# Import Intellegence



## sentra_hilo (Apr 23, 2003)

those of you who have installed their gauges...how was the install? was any rewiring needed? i havent been able to contact them.


----------



## pearsont74 (Oct 1, 2002)

I have their gauges and it was simple
I tapped into a switched wire that is hot when the lights turn on
just get your mult meter out and test some wires to find a switched wire.
key thing to remember...do not remove the needles...these will fit on without removing them.


----------



## themudboy (Sep 5, 2002)

mine was a bitch. broke 2 needles. and i eventually broke all the wires to light up my needles.


----------



## g200sx (Apr 18, 2003)

the gauges or the LED intelliglow needles?


----------



## BudRacing8 (Sep 17, 2003)

I've done the overlay white face gauges, is that what your talking about?


----------



## Token Moron (Mar 28, 2003)

the overlays(stickers) are very easy to do.....the hardest part is aligning them so that there are no uneveness around the numbers. the intelliglow kit i've heard was hard to install.


----------



## Mod_That_Sentra (Oct 23, 2004)

ok, I just bought the stick on white guage faces and I want ot get something straight. I dont have to take off the needles, right? And I also bought the HVAC control white faces.

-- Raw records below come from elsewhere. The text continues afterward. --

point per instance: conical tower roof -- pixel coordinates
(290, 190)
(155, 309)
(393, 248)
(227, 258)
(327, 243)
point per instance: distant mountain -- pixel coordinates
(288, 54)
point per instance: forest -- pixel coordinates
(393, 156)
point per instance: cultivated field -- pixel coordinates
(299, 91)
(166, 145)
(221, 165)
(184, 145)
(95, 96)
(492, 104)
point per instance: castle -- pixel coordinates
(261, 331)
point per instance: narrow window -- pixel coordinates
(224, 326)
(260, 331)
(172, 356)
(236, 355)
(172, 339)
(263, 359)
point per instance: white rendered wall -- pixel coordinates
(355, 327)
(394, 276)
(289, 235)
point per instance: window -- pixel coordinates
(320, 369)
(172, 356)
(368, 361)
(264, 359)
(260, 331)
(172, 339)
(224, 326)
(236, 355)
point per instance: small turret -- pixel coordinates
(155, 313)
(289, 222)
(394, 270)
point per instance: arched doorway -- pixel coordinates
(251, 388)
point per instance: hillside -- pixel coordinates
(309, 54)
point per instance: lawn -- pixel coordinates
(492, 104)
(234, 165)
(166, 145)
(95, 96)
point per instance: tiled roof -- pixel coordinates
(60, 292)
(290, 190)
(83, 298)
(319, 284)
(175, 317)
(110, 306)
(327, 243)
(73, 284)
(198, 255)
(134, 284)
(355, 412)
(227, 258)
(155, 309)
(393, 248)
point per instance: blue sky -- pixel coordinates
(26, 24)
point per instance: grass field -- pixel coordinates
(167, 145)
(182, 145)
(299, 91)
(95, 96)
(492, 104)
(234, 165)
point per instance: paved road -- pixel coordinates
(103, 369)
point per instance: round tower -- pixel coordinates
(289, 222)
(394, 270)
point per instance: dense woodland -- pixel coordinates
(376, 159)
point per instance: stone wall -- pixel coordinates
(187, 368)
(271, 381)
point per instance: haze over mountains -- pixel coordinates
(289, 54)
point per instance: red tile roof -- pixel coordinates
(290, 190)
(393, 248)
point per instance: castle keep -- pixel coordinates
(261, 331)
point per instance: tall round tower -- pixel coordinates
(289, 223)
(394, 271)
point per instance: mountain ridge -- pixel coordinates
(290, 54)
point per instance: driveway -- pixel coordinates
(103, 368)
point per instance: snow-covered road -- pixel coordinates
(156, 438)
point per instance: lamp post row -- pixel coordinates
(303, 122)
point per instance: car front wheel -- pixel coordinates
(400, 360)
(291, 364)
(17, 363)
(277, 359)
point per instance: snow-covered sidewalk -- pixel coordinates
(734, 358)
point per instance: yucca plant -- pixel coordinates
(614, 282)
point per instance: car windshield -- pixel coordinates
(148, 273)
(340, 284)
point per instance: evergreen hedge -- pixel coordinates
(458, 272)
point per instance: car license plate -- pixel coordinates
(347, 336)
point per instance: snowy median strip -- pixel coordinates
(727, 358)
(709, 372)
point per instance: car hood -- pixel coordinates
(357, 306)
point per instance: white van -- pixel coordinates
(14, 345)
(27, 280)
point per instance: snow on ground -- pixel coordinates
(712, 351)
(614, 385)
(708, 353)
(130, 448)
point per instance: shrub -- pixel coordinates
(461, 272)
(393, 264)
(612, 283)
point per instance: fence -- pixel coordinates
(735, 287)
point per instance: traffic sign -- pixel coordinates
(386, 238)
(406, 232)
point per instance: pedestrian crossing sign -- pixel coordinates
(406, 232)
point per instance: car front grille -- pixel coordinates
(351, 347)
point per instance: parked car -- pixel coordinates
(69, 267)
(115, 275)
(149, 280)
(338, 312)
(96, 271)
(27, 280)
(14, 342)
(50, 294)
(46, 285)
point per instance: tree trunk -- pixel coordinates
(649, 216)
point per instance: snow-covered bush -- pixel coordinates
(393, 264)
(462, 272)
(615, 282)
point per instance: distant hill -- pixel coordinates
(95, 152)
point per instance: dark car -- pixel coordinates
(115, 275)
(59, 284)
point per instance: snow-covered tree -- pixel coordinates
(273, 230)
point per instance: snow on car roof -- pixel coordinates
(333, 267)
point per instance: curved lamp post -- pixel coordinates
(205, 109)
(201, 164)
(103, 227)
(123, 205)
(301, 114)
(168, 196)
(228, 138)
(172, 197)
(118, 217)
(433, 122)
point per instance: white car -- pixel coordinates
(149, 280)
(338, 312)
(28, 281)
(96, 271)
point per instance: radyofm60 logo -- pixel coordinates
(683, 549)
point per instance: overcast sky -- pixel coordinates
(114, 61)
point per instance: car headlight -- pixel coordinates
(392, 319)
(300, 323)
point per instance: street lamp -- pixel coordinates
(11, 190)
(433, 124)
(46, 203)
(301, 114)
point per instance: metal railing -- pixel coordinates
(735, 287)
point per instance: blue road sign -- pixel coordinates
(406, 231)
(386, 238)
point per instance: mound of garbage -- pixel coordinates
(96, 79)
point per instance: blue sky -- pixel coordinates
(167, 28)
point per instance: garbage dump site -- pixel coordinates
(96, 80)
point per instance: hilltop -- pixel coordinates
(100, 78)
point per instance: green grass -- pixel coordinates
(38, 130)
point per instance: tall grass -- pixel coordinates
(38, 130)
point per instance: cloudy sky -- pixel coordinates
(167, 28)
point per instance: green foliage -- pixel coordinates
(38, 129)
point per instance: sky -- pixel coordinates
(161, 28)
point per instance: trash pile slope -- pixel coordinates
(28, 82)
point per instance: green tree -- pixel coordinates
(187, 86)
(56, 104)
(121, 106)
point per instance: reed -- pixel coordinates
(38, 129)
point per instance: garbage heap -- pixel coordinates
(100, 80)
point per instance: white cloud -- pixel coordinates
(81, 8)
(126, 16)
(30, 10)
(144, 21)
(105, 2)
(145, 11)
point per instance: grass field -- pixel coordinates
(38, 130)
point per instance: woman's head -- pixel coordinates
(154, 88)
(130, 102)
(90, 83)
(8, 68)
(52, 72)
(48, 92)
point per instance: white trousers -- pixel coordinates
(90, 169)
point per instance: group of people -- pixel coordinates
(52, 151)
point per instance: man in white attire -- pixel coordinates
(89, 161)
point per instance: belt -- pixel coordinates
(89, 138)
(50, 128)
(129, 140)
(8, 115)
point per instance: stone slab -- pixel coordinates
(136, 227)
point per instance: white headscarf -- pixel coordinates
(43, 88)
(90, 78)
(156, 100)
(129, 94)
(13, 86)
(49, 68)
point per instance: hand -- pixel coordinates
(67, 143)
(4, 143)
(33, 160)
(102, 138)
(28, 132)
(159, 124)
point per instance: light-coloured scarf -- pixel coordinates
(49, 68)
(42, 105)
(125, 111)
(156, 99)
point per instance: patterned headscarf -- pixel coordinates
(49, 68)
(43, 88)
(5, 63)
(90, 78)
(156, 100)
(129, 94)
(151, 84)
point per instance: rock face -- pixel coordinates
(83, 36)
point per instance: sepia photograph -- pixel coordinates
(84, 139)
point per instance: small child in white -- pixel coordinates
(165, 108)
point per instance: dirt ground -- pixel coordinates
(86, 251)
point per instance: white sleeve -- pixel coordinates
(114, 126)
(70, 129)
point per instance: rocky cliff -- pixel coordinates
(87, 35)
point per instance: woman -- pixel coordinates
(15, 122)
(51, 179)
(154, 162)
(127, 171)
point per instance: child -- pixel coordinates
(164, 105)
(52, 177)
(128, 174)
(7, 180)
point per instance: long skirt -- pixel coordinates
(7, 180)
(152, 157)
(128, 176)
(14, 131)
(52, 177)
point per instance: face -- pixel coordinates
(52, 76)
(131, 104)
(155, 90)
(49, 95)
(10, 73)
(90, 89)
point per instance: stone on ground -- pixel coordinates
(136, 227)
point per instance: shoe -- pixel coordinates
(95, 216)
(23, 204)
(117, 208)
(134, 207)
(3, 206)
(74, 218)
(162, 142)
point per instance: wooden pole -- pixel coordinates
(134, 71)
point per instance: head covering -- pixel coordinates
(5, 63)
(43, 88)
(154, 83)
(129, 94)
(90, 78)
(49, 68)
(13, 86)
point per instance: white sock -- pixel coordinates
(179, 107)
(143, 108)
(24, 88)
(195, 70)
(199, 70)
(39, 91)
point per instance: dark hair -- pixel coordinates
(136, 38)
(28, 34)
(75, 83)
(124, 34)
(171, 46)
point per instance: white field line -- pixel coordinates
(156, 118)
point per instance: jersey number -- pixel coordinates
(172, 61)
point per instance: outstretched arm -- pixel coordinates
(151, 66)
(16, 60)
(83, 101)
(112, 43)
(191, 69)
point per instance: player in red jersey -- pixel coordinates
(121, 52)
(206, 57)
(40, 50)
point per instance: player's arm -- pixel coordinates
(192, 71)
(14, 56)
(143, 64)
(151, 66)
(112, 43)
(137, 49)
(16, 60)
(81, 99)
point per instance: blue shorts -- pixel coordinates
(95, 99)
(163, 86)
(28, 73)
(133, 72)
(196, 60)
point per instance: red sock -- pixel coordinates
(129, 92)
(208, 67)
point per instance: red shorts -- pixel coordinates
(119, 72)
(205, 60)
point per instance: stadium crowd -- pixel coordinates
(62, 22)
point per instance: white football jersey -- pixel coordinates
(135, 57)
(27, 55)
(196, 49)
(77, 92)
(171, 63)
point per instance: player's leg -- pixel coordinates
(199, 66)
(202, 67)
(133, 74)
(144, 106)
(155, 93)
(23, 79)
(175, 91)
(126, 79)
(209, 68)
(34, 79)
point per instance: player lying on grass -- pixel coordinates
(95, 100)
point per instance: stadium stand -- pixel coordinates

I'm not sure how to take the control knobs off though, how would I go about putting these on. these are stick ons also.


Thanks
- Aaron


----------



## jlee1469 (Dec 4, 2003)

you dont have to take the needles off, however putting them on is a bit tricky as you'll need to carefully put the needles through the holes. don't rush and take it easy. has anybody else have trouble with the needles rubbing against the overlays? i removed mine because my fuel and tach didn't move at all.


----------



## Ninety-Nine SE-L (May 5, 2002)

with the Import intelligence faces, you DO have to take the needles off. That's how it works, you have to take the faces off the car so you can work on it.

They come with good instructions, but here are some suggestions I have for you on the installation of the vinyl overlays:

The overlays are literally vinyl stickers that stick to the stock faces. Take the faces off the car by using their instructions and bring all the faces and overlays to a table where you can work. I have one correction to make here...They suggest using some 'fluid' for the vinyl. What this does is allow you to slide the vinyl around on the face without it becoming sticky. Here's what I suggest:

Get a spray bottle and fill it with a mildly soapy water. Evenly spray the water over the stock face until it's evenly wet. Peel off the bottom paper to expose the sticky side of the vinyl (do not remove the clear upper piece). Place the vinyl on the wet face, sticky side to water, and because of the soapy water, you can slide the face around until it lines up. With the edge of a credit card, squegee out the excess water from under the vinyl. MAKE SURE THERE ARE NO BUBBLES IN THE VINYL. Set the face to dry in a dry, warm area (I set mine outside to dry) for about an hour. Once all the water has evaporated off, remove the clear protective layer and re-install.


----------



## Mod_That_Sentra (Oct 23, 2004)

good tips Ninety-Nine. thanks alot and I'll probally be attempting to put them on next week.

- Aaron


----------